Les animaux chez Tolstoï...8



Au sujet d'un autre cheval qu'ils croisent sur leur chemin :

Le petit cheval poilu, blanc de neige, ventru, respirait avec difficulté sous sa douga trop basse ; bien qu'il fût à bout de forces, il faisait visiblement ce qu'il pouvait, mais en vain, pour échapper aux coups de branche qui pleuvaient sur lui ; il avançait clopin-clopant dans la neige profonde sur ses jambes courtes... La tête, visiblement jeune, avec sa lèvre inférieure avancée comme la bouche d'un poisson, ses naseaux dilatés et ses oreilles aplaties par la peur, se maintint quelques secondes à la hauteur de l'épaule de Nikita...Nikita pense : « Ils l'ont crevé, leur pauvre cheval. C'est des Asiates, ces gens-là ! »56 

S'étant complètement perdus dans la tempête qui fait rage, Vassili et Nikita, dans l'espoir que Belle-face pourra les conduire en lieu sûr, décident de laisser les rênes à Belle-face dans l'espoir qu’il pourra les conduire en lieu sûr.  « "Il ne lui manque que la parole " commentait Nikita. "Regardez ce qu'il fait avec ses oreilles. Il a pas besoin de télégraphe, lui, il entend tout à une verste à la ronde" »57.  Le cheval réussit en effet à les emmener jusqu'à un village et Belle-Face est mis à l'écurie pour un court moment, une scène que Tolstoï décrit avec une attention minutieuse portée aux autres animaux présents.

Des poules et un coq qui étaient déjà perchés... caquetèrent de contrariété et griffèrent la poutre de leurs pattes. Des brebis alarmées se jetèrent de côté à grand bruit de sabots sur le fumier gelé. Un chien poussa un hurlement éperdu et se mit à aboyer tant et plus contre l'intrus, avec cette peur mêlée de haine qui caractérise les chiots.

Nikita parla à chacun ; Il s'excusa auprès des poules, les tranquillisa en leur promettant de ne plus les déranger, reprocha aux brebis de prendre peur sans même savoir pourquoi, et n'arrêta pas de haranguer le chiot pendant tout le temps qu'il attachait le cheval...[A] l'adresse du chien, [il dit] « Arrête, voyons, bêta, arrête donc. Tu t'inquiètes pour rien, on n'est pas des voleurs, on est des amis... »58  

Après plusieurs heures de repos, le maître - malgré les avertissements et les craintes du cheval et du conducteur - insiste pour reprendre la route.

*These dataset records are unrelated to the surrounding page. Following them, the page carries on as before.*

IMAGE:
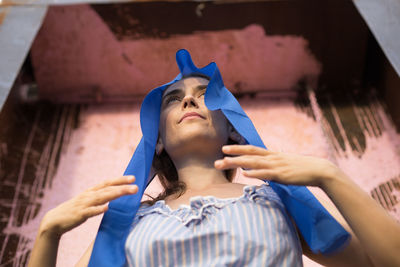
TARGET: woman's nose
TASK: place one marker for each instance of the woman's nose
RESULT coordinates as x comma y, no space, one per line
189,101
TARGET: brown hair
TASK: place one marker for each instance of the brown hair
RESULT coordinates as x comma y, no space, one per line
168,175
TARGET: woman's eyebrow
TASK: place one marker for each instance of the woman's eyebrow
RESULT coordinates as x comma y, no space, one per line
178,90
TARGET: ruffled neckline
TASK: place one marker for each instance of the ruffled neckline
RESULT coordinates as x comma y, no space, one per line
200,205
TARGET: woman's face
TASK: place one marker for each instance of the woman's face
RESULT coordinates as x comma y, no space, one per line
186,124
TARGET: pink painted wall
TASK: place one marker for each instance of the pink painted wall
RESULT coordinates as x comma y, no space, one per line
71,64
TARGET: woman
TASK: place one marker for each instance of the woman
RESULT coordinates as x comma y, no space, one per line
192,134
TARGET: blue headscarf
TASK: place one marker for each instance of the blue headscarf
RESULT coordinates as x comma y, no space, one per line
320,230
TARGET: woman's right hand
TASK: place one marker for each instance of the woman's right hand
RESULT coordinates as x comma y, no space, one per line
89,203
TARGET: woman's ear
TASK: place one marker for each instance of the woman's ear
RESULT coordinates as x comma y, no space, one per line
235,136
159,146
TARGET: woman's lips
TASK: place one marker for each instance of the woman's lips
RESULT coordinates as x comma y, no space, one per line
190,115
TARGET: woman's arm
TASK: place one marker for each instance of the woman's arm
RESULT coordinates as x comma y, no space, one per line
378,233
72,213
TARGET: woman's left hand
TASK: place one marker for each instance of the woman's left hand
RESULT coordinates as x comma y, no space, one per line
280,167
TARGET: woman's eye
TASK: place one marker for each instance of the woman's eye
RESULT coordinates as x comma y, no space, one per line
172,99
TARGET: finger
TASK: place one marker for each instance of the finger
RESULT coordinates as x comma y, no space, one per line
245,150
116,181
96,210
260,174
250,162
110,193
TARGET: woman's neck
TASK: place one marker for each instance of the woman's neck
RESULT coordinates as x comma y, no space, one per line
199,173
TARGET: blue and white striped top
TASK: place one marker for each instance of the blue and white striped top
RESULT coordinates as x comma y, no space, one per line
251,230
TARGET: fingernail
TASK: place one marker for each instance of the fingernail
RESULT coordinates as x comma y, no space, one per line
134,188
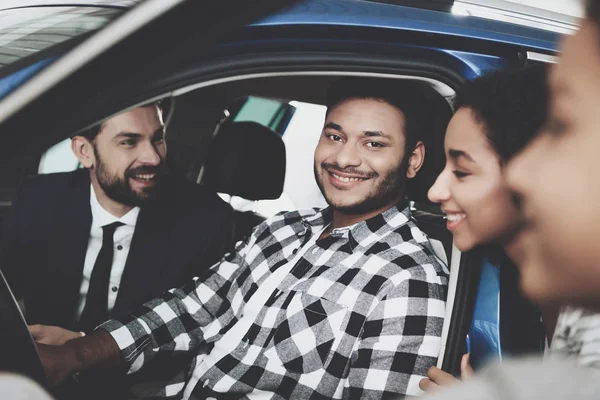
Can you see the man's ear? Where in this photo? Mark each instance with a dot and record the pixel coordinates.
(84, 151)
(415, 162)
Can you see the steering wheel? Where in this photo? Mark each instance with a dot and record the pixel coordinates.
(18, 352)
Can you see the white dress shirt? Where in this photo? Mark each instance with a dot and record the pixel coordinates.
(122, 242)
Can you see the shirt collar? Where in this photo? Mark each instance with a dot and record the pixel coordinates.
(362, 232)
(101, 217)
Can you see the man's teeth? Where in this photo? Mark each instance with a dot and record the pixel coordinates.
(344, 179)
(455, 217)
(144, 177)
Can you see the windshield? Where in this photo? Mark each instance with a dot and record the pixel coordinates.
(26, 31)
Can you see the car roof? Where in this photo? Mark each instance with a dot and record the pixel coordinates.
(10, 4)
(375, 15)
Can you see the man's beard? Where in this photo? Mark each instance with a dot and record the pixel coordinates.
(391, 187)
(119, 189)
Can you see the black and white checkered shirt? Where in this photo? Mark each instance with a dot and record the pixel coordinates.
(359, 316)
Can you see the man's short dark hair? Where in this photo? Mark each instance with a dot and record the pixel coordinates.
(412, 98)
(93, 131)
(511, 104)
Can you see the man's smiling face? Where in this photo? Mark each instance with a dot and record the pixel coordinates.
(358, 161)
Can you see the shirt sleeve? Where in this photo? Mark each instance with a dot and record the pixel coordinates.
(400, 339)
(184, 319)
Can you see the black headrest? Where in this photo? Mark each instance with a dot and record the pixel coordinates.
(246, 159)
(438, 116)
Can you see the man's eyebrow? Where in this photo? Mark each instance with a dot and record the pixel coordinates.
(160, 131)
(456, 154)
(377, 134)
(334, 126)
(129, 135)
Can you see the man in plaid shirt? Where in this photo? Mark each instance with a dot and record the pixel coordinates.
(353, 294)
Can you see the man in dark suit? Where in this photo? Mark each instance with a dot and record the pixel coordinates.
(84, 246)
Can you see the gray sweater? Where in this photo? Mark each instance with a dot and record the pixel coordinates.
(526, 379)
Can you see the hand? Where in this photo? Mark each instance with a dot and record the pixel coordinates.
(52, 335)
(436, 377)
(59, 362)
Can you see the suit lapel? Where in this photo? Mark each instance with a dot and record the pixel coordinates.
(147, 258)
(70, 246)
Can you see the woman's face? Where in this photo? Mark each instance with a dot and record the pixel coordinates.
(471, 189)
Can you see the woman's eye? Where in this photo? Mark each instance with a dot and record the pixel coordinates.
(460, 174)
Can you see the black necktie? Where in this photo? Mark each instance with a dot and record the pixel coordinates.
(96, 301)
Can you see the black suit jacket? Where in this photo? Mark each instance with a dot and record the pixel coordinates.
(45, 238)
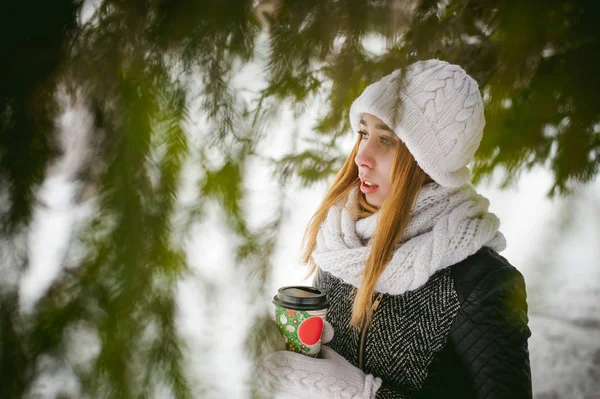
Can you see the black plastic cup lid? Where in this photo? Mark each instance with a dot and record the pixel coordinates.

Il est déterminé à poursuivre [sa route] à travers la tempête car il espère faire une très bonne affaire – « l'acquisition du bois de Goriatchkino »59, et le temps est d'une importance primordiale. Il réalisera un bénéfice de 10 000 roubles, ce qui l'aidera à réaliser son rêve de devenir millionnaire.

Une fois encore ils perdent leur chemin et doivent passer la nuit sans abri dans la tempête déchaînée. Le maître et le cheval meurent de froid ; seul le paysan Nikita arrive à survivre.

Belle-Face, enfoncé dans la neige jusqu'au ventre...était complètement blanc, sa tête morte pressée contre sa veine jugulaire aussi dure que du bois ; ses naseaux étaient remplis de glaçons, ses yeux étaient blancs de givre et comme remplis, eux aussi, de larmes gelées. Il avait maigri en une seule nuit au point de n'avoir plus que la peau et les os60

Dans son traité de théorie littéraire, Tolstoï (1896) donne comme exemple du type d'art qu'il approuve une scène de chasse réalisée par le peintre russe Vasnetsov, pour illustrer un récit de Tourgueniev (1883) « dans lequel il est raconté comment un fils ressent de la pitié pour une caille que son père a tuée en sa présence »61  Tolstoï donne un autre exemple tiré d'une pièce créée par une tribu primitive, les Vogouls, dont il a lu un compte-rendu. Dans cette pièce, deux personnages représentent un renne femelle et son faon, un autre représente un chasseur, et un quatrième, un oiseau « qui prévient la femelle renne du danger ». La mère et le faon y échappent momentanément ; 




______________
56. Ibid., p. 185.

57. Ibid., p. 187.

58. Ibid., p. 190. 

59. Ibid., p. 162.

60. Ibid., p. 239.

61. L. Tolstoï, (1960) What is art , p.136. NdT : J'ai traduit les citations de What is Art, le livre Qu'est-ce-que l'art (Perrin, 1898) étant une traduction non intégrale, par T. de Wyzewa, du traité de Tolstoï, dans laquelle les passages cités sont absents ou tronqués.